Deccan Plateau of Peninsular Plateau

The Deccan Plateau of Peninsular Plateau

The Peninsular plateau is a tableland. It is composed of the old crystalline, igneous and metamorphic rocks. Rising from the height of 150 m above the river plains up to an elevation of 600-900 m is the irregular triangle known as the peninsular plateau.

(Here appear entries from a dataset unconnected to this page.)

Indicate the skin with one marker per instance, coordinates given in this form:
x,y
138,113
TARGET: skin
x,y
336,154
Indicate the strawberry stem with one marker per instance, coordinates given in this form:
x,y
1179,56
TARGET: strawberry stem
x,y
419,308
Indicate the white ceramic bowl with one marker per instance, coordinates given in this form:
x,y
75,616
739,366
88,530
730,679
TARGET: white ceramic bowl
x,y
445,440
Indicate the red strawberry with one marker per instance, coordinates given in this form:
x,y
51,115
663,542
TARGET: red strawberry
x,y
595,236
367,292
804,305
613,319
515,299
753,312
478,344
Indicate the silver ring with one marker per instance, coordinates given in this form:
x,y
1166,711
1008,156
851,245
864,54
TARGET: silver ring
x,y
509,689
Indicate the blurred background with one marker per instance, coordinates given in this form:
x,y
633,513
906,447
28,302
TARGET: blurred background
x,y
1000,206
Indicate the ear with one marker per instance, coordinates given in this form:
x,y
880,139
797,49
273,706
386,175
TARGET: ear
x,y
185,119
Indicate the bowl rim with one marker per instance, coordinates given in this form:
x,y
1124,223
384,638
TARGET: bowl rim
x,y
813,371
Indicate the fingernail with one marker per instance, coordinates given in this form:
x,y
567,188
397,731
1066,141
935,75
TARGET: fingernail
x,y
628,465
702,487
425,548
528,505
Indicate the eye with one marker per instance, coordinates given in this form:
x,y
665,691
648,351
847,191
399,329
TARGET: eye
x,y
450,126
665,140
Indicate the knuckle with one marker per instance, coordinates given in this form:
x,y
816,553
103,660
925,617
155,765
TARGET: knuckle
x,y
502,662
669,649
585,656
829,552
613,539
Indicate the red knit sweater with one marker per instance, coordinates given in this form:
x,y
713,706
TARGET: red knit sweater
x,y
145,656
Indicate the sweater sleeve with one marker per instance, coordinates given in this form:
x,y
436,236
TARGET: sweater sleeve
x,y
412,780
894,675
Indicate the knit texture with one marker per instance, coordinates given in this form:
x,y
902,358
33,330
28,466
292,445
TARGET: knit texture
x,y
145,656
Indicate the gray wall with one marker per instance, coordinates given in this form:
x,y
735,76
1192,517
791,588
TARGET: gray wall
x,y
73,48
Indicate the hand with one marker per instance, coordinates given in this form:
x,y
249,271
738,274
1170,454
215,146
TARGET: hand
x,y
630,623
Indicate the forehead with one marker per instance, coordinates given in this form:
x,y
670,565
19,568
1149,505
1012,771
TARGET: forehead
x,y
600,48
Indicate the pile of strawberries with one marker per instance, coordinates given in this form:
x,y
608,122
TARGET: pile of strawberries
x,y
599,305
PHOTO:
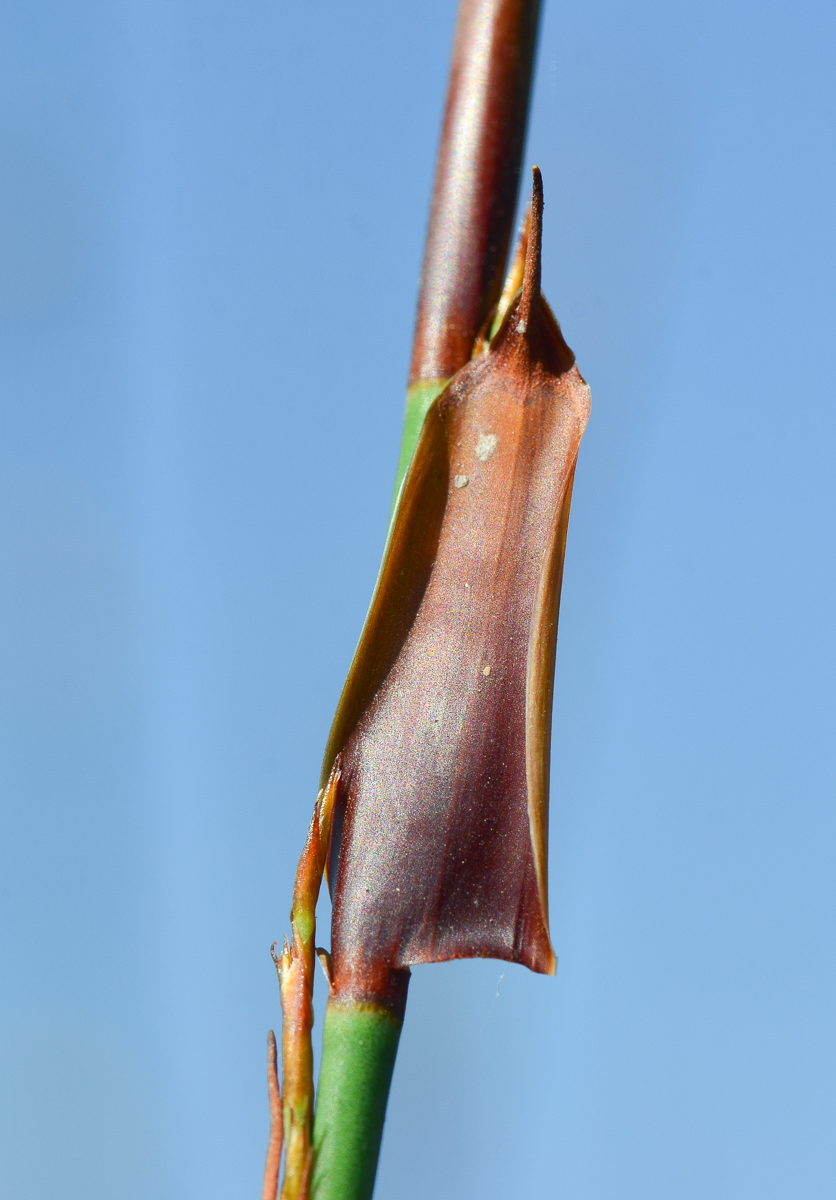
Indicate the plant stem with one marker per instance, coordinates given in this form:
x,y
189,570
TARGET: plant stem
x,y
470,227
359,1045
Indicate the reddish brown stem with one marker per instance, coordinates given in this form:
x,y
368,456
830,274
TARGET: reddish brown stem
x,y
476,181
276,1123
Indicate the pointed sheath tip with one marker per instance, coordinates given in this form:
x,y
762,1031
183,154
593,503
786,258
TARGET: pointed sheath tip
x,y
528,306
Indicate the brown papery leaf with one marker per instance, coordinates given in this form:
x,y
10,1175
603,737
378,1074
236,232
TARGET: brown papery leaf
x,y
444,726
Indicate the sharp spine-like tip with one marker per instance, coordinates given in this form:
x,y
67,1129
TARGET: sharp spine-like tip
x,y
528,300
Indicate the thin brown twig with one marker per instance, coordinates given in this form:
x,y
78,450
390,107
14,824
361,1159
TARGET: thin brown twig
x,y
476,181
276,1123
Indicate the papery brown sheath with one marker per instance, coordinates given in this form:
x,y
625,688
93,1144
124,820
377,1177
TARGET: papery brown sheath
x,y
444,725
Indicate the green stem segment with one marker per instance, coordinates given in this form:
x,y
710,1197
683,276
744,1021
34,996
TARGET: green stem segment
x,y
419,399
360,1042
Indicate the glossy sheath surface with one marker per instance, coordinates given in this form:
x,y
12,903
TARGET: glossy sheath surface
x,y
443,730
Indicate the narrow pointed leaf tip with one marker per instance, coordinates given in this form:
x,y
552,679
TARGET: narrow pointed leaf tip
x,y
441,736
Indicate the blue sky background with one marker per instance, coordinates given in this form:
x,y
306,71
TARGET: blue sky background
x,y
211,221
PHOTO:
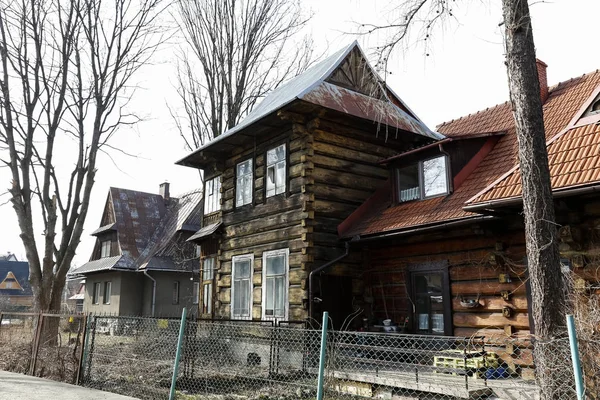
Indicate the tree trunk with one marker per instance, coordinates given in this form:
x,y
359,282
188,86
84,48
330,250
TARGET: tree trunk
x,y
538,207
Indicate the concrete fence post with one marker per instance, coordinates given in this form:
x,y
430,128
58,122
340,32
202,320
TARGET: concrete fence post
x,y
575,357
178,353
322,356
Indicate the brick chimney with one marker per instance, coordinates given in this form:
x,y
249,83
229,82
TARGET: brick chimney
x,y
163,190
543,78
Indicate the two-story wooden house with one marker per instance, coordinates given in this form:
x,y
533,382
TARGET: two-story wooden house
x,y
279,183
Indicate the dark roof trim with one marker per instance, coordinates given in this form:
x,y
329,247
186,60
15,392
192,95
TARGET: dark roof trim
x,y
421,229
204,232
443,141
105,228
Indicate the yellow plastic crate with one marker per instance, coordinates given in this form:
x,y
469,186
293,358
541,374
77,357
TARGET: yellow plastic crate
x,y
455,359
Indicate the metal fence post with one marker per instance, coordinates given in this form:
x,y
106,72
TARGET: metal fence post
x,y
575,357
178,353
322,356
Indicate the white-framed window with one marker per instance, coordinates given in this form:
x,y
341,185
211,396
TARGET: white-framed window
x,y
105,249
241,286
175,292
212,195
275,284
276,171
208,274
243,187
96,293
107,292
425,179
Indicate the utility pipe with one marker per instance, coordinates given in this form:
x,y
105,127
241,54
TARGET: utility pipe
x,y
575,357
321,269
153,289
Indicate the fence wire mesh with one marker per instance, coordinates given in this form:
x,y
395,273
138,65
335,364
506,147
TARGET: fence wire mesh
x,y
131,356
266,360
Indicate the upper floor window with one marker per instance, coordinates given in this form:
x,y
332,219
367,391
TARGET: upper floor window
x,y
212,195
105,251
96,293
276,171
243,187
428,178
175,292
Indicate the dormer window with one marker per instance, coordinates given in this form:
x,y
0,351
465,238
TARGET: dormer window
x,y
425,179
105,250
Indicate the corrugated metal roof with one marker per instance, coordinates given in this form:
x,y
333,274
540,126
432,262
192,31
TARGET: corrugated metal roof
x,y
103,264
379,215
302,87
204,232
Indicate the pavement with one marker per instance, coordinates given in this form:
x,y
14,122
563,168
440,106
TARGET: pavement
x,y
23,387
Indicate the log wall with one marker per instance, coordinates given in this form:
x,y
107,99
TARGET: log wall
x,y
475,263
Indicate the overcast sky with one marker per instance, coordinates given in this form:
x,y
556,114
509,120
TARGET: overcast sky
x,y
463,73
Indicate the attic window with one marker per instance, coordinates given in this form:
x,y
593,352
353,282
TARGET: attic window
x,y
425,179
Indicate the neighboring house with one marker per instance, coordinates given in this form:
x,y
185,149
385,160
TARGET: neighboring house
x,y
8,257
74,294
278,184
141,263
453,262
15,290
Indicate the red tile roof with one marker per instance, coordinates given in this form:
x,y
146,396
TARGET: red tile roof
x,y
574,159
378,215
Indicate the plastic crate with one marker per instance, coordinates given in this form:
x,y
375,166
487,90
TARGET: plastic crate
x,y
474,362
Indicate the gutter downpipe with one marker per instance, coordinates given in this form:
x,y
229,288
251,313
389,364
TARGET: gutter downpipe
x,y
318,270
153,289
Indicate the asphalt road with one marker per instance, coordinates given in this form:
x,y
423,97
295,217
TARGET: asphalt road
x,y
23,387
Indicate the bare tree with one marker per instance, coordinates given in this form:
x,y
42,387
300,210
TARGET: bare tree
x,y
236,52
540,228
65,79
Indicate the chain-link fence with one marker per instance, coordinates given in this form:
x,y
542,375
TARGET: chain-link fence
x,y
42,344
267,360
131,356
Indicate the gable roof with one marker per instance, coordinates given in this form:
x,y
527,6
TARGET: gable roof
x,y
312,86
17,272
380,216
147,229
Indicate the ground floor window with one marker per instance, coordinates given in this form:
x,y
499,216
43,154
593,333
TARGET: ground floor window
x,y
241,287
96,293
208,274
107,291
275,284
431,297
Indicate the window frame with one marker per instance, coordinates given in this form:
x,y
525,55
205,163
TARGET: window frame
x,y
421,177
234,259
96,293
176,289
286,306
102,243
435,267
235,183
107,285
216,192
286,168
203,283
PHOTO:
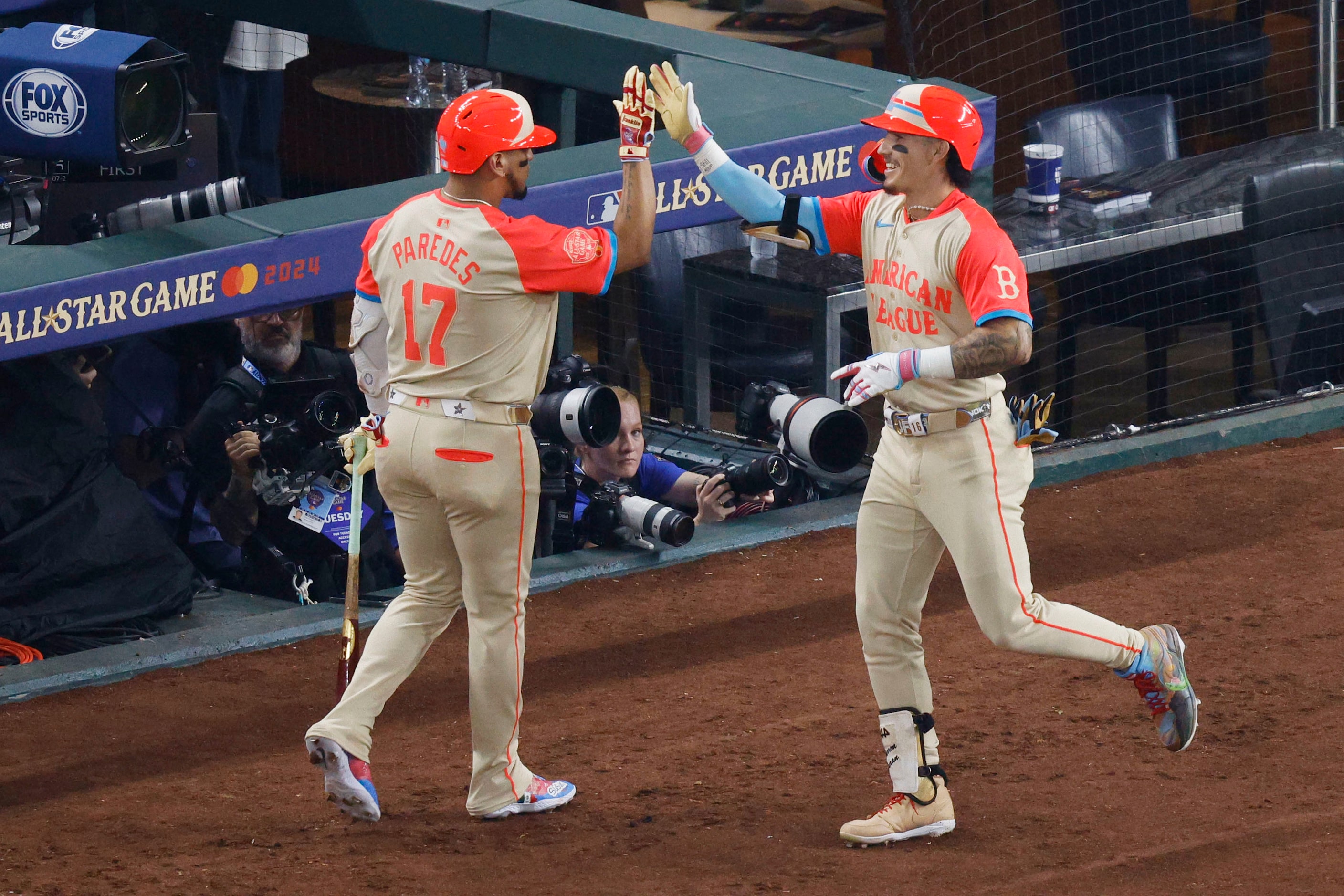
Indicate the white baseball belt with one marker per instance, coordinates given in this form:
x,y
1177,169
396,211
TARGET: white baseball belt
x,y
462,409
908,424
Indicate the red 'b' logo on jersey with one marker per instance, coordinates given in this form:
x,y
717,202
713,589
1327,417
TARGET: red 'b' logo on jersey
x,y
581,246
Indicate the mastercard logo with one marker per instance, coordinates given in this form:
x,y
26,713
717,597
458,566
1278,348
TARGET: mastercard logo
x,y
238,281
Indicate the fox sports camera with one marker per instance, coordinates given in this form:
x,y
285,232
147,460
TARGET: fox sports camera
x,y
91,96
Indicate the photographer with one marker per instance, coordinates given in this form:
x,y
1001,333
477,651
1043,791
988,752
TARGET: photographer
x,y
231,462
656,479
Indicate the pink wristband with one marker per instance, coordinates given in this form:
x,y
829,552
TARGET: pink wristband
x,y
908,366
698,139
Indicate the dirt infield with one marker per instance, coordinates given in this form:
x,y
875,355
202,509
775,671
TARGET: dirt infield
x,y
718,722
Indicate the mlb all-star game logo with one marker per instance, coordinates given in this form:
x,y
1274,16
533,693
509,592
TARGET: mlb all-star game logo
x,y
45,103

Deccan Plateau is bordered by the Western Ghats in the west, Eastern Chats in the cast and the Satpura, Maikal range and Mahadeo hills in the north. It is a large plateau in India which covers most of the southern part of the country. The Western Ghats are locally known by different names such as Sahyadri in Maharashtra, Nilgiri hills in Karnataka and Tamil Nadu and Anaimalai hills and Cardamom hills in Kerala. The Western Ghats are comparatively higher in elevation and more continuous than the Eastern Ghats. Their average elevation is about 1.500 m with the height increasing from north to south. ‘Anaimudi’ (2.695 m), the highest peak of the peninsular plateau is located on the Anaimalai hills of the Western Ghats followed by Dodabetta (2,637 m) on the Nilgiri hills. Most of the Peninsular rivers have their origin in the Western Ghats. The Eastern Ghats comprising the discontinuous and low hills are highly eroded by the rivers such as the Mahanadi, the Godavari, the Krishna, the Kavell, etc. Some of the important ranges include the Javadi hills, the Palconda range, the Nallamala hills, the Mahendragiri hills, etc. The Eastern and the Western Ghats meet each other at the Nilgiri hills.